Some have found his backtracking to be insincere and too little too late, but in my opinion, Donald is spot on with his comments. Especially when he says “That’s not just talent, that’s something else too.” That something else is practice, and a dose of course management and mental toughness.
What the average golf fan doesn’t understand about the game of golf is how much practice it actually takes to be good at the darn game. Professional golfers don’t spend all their time hanging out in bars, inviting rookies to the ninth green at nine and slacking off. They practice. All. The. time.
In 2000-01, Woods didn’t just wake up one day and start hitting every fairway and green while holing all the putts. That year was the result of two years of hard work on his swing and game with Butch Harmon. Often Woods talks about practice reps, stating that he needs a ton of them to feel ready.
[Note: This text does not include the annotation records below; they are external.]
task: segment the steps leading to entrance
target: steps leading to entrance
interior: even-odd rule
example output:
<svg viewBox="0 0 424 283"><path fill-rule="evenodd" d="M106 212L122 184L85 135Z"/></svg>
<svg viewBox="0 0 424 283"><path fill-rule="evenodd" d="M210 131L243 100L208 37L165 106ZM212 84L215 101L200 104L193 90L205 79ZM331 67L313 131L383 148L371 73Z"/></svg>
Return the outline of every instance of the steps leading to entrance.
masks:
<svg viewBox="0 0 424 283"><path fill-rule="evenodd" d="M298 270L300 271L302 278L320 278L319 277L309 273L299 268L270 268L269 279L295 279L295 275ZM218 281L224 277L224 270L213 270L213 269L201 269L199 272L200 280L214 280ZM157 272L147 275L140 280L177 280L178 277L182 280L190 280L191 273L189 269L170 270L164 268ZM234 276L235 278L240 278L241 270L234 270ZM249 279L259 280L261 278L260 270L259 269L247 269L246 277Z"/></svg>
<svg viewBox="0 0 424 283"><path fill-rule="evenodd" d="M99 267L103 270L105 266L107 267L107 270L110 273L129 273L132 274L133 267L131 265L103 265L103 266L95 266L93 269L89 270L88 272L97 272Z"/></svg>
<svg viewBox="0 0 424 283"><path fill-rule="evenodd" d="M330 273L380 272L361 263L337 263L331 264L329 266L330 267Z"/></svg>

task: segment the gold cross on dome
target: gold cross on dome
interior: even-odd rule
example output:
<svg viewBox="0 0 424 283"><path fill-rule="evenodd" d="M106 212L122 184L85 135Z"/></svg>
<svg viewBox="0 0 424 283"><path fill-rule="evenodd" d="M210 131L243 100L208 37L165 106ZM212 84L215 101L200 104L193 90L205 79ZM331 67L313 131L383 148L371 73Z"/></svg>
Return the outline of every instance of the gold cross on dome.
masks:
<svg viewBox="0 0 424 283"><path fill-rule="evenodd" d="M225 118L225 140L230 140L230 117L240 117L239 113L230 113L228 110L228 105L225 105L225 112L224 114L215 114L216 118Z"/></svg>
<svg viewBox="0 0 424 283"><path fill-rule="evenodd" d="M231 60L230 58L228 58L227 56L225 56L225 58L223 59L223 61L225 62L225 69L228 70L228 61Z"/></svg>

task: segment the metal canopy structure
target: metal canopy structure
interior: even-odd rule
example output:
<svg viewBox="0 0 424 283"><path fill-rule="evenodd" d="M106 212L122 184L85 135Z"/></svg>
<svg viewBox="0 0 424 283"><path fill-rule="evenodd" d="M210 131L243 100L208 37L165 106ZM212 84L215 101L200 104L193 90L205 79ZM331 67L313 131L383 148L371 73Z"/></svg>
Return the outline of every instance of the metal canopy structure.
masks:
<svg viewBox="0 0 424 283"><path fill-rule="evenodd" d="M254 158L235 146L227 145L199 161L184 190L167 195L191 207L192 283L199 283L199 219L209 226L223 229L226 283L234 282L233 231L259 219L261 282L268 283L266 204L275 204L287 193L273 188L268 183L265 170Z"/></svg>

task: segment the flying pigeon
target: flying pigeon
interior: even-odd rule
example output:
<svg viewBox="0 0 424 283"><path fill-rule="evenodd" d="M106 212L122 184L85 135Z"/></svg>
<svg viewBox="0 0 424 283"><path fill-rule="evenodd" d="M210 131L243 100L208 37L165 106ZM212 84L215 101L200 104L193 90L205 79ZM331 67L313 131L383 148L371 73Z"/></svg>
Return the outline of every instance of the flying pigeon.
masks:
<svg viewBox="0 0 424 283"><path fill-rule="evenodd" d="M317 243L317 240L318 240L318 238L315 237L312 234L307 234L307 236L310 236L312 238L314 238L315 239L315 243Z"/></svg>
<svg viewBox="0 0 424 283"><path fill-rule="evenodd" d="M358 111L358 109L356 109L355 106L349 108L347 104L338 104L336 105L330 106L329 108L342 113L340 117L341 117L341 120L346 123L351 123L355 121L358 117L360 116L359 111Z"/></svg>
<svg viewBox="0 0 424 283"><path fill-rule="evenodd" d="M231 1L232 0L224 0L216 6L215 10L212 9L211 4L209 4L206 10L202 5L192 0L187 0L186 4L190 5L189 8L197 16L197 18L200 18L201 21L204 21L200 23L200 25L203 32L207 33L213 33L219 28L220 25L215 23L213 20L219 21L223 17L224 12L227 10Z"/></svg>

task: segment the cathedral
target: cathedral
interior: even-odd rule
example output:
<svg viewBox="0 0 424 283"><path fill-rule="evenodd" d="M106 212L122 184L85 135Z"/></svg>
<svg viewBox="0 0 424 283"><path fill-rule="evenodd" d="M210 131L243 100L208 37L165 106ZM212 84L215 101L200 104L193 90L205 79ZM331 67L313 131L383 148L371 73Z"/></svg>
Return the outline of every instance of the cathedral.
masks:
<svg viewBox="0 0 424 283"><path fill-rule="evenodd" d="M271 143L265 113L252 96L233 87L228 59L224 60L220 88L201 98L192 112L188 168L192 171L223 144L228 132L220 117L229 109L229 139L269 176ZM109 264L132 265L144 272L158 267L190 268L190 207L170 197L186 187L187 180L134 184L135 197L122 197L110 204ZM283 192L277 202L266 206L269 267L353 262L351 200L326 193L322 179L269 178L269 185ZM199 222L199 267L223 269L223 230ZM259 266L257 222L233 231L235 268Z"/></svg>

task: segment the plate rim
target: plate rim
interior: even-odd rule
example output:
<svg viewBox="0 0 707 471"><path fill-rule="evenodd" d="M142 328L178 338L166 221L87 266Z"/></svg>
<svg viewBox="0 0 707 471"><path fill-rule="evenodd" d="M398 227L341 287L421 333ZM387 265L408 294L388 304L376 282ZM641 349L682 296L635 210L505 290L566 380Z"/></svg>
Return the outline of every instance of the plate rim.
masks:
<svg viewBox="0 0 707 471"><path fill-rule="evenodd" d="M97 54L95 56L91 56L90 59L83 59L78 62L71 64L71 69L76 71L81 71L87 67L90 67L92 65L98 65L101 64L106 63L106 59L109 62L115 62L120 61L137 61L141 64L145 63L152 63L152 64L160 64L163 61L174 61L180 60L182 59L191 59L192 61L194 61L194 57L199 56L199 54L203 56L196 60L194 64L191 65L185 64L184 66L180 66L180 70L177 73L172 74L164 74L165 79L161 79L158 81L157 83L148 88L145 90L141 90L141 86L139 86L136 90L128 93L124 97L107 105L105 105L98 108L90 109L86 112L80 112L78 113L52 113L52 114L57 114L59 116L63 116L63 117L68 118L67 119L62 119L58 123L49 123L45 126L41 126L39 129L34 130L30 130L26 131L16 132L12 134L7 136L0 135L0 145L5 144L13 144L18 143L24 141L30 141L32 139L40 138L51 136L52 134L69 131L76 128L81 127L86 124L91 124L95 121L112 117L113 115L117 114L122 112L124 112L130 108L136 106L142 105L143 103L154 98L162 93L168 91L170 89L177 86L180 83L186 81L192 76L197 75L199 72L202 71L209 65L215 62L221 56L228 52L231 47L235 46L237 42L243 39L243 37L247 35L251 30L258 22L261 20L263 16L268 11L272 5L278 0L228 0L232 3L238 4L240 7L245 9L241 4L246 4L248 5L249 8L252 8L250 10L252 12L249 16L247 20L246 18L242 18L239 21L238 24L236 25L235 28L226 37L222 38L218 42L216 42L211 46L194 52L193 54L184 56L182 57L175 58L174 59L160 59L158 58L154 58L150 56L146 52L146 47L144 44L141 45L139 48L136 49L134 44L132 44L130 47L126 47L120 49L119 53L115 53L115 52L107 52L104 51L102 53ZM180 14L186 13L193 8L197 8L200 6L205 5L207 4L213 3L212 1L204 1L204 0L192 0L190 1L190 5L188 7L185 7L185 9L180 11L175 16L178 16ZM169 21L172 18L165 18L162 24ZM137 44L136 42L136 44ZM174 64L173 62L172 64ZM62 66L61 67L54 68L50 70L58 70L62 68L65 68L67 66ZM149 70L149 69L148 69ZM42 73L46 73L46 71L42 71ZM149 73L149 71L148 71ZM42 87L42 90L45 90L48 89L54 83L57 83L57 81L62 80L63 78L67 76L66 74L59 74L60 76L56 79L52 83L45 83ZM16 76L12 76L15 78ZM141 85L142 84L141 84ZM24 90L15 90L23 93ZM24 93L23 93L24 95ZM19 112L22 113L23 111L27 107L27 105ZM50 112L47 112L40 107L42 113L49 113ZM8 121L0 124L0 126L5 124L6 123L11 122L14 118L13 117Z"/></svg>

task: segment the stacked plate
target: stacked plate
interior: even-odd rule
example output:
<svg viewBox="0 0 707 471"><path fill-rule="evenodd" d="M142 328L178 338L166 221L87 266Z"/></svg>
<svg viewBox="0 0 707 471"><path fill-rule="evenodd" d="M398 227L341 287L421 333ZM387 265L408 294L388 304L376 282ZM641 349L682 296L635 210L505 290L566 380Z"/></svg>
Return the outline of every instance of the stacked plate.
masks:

When Woods switched to Haney, there was another drought where he was learning a new system and getting in his reps. We are seeing another transition period right now with the switch to Sean Foley.
But one thing remains constant, when Woods is winning, it is because Woods is practicing. Limited by his nagging knee injury, Woods was on a strict ball count in practice sessions during his comeback, but in recent months he has been free to practice at will, and the results are showing. According to Woods, he hits 500-1000 golf balls a day and plays anywhere from 18-54 holes. If you are wondering why his short game, which looked flat out bad at Atlanta Athletic Club now seems to be coming around, look no further than those practice reps. Woods may be the best practicer the game has ever seen.
Woods isn’t the only practice-hungry player on tour. During his stretch of major wins in his 40s, Vijay Singh was known for his iron man range sessions. Now that he has aged a bit and can’t spend 8-10 hours on the range a day, his game has fallen off. Coincidence? Absolutely not. Practice, quite literally, makes perfect.
What Donald is saying with his comments is that he believes that Woods is better at practicing and honing his golf game than anyone on earth. It may be true that McIlroy has more talent; Donald is a credible source when it comes to judging golf talent. But I believe him when he says he wasn’t trying to put Woods down (that is just never a good strategy anyway…just ask Stephen Ames and Rory Sabbatini). I believe Woods would take Donald’s comments as a compliment; he takes pride in his work ethic.
Donald’s comments can also help teach us non professional golfers about what it takes to have a good golf game. The bottom line is, practice, practice, practice. There is no swing thought that will magically make you consistently hit the fairway, no golf club that will make you hit it longer and straighter and no secret to shooting a career low score. Practice time equals improvement, it is as simple as that. As a player that doesn’t like to practice myself, it is hard to jump on board, but the results of practice are impossible to deny.
So take Donald’s comments to heart and hit the range. More importantly, hit the practice green.